On Friday, February 14, LUKA pop-up dining series will roll out its second event, dubbed Dragobete: A Romanian Shepherd's Dinner. LUKA founder and culinary director John J. Goddard will host the dinner at Seed Sprout Spoon (3137 Morganford Road). 

Goddard says he’s not trying to put his own creative spin on the cooking with the series, but instead serve authentic fare made with care and quality ingredients.

“Trends don’t matter here,” Goddard said in a recent press release. “I’m just channeling very old recipes, doing things the old way as much as possible.”

The meal will highlight the characteristically sour flavors of Romanian cuisine with wines such as those made with the indigenous Fetească Neagră grape, which imparts notes of red fruit and berry.

Goddard describes the menu as “straight from the Carpathian Mountains.” He looked to the Transylvanian region of Romania for inspiration in developing dishes for the dinner. “It’s a fascinating cultural region influenced by Slavic, Latin, Hungarian, German and Turkish culture, and the food definitely reflects that,” Goddard said in the release.
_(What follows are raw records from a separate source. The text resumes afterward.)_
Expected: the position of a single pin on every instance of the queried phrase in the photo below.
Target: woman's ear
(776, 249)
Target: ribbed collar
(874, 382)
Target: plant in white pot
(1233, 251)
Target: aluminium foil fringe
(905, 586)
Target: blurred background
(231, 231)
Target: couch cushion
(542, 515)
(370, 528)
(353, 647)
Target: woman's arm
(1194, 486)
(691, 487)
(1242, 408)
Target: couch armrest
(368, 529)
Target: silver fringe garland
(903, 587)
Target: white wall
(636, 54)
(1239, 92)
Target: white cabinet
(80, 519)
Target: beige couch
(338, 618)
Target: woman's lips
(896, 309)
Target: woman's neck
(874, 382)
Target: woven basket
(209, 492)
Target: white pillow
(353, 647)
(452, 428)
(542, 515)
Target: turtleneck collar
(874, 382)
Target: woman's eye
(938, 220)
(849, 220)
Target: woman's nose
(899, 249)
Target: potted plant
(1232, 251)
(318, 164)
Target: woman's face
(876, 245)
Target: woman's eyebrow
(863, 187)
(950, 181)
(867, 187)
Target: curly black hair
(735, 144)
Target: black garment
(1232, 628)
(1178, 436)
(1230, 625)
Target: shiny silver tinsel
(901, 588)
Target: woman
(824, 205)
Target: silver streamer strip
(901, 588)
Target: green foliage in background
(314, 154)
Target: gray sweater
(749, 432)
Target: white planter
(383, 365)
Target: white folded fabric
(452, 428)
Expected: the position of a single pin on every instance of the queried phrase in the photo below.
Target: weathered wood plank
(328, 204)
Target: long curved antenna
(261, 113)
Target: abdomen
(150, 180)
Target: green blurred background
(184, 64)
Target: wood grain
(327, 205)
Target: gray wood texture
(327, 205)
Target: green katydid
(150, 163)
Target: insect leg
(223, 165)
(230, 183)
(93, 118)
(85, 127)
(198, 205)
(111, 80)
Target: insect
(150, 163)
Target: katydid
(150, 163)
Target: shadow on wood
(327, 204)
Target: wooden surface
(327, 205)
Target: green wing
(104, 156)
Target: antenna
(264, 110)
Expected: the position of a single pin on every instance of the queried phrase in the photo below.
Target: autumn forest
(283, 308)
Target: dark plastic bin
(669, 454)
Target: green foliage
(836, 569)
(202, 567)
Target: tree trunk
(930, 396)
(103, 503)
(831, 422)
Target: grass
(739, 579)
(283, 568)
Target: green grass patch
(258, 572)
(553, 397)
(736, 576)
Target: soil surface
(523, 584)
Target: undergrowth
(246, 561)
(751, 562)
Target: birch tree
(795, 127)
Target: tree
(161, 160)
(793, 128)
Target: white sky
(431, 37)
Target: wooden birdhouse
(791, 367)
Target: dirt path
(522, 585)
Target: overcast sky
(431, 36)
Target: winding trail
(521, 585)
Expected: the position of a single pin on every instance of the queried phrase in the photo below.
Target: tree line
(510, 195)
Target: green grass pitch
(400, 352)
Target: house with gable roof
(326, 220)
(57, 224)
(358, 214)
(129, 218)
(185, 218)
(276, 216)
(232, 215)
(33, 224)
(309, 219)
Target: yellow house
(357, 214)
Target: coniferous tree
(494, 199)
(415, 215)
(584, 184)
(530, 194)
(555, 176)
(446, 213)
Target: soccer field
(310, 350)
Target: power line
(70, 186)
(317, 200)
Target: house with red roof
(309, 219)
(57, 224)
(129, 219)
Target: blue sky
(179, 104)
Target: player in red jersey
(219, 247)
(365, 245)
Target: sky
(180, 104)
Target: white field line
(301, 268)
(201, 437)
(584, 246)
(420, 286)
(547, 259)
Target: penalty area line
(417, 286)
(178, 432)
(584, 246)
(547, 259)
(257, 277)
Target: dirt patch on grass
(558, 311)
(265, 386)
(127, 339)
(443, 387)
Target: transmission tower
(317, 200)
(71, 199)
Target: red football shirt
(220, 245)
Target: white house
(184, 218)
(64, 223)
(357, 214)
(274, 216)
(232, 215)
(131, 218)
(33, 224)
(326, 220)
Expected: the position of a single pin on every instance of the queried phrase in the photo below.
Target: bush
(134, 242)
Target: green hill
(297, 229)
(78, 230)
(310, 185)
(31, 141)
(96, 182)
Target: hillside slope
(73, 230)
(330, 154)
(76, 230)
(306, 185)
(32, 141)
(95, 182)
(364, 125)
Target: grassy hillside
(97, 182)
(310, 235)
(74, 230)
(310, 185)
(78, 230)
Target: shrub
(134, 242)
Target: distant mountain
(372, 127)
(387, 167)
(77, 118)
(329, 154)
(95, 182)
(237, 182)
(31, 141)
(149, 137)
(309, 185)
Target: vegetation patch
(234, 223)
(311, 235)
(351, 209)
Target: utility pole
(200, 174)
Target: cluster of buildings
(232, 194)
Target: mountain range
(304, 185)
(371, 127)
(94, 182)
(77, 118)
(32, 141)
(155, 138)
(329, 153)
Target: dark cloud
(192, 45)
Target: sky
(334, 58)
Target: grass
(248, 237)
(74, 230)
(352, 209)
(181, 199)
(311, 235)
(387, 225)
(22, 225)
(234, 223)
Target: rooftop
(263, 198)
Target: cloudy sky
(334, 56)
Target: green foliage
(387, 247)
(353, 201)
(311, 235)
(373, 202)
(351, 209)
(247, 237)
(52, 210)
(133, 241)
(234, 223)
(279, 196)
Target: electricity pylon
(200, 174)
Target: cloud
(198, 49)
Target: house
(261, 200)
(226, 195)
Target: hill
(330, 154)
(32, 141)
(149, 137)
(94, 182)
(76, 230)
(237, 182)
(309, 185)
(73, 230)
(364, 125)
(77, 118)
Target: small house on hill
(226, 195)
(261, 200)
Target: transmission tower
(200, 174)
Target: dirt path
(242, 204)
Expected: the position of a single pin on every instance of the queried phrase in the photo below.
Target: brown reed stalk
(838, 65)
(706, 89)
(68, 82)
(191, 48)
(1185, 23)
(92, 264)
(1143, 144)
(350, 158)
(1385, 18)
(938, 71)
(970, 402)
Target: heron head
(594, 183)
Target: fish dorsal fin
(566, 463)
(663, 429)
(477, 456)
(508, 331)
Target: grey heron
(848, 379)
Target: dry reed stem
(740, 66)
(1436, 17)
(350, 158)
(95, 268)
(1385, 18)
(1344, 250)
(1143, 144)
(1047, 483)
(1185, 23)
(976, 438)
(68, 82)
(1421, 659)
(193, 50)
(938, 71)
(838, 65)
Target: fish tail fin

The meal begins with Ciorbă de Cartofi (sour potato soup) paired with Paparuda rosé wine. The main course this Friday will be sarmale, which was brought to Romania from what was then the Ottoman Empire. Sarmale plates sour pickled cabbage stuffed with minced pork and rice served with yellow maize porridge and sour cream. The evening will end on a sweet note with vargabéles, a Transylvanian sweet cheese and noodle cake.

This is the second dinner in Goddard’s LUKA dinner series. He hosted a Polish-themed dinner last month. LUKA first launched in Portland, Oregon, in 2009 as a way to showcase Croatian cuisine. The revived iteration in St. Louis will feature a broader look at Eastern European cooking, according to Goddard.

“A lot of people here don’t know what they’re missing,” Goddard said. “Based on what I know of the local palate, this is food St. Louisans should love.”

The dinner starts at 7 p.m. and seating is limited. Tickets are $65 per person and are available to purchase at lukadining.com. A cash bar will be available for beer, liquor, soft drinks and other wines. A portion of ticket sales will benefit the Society of St. Vincent de Paul Archdiocesan Council of St. Louis.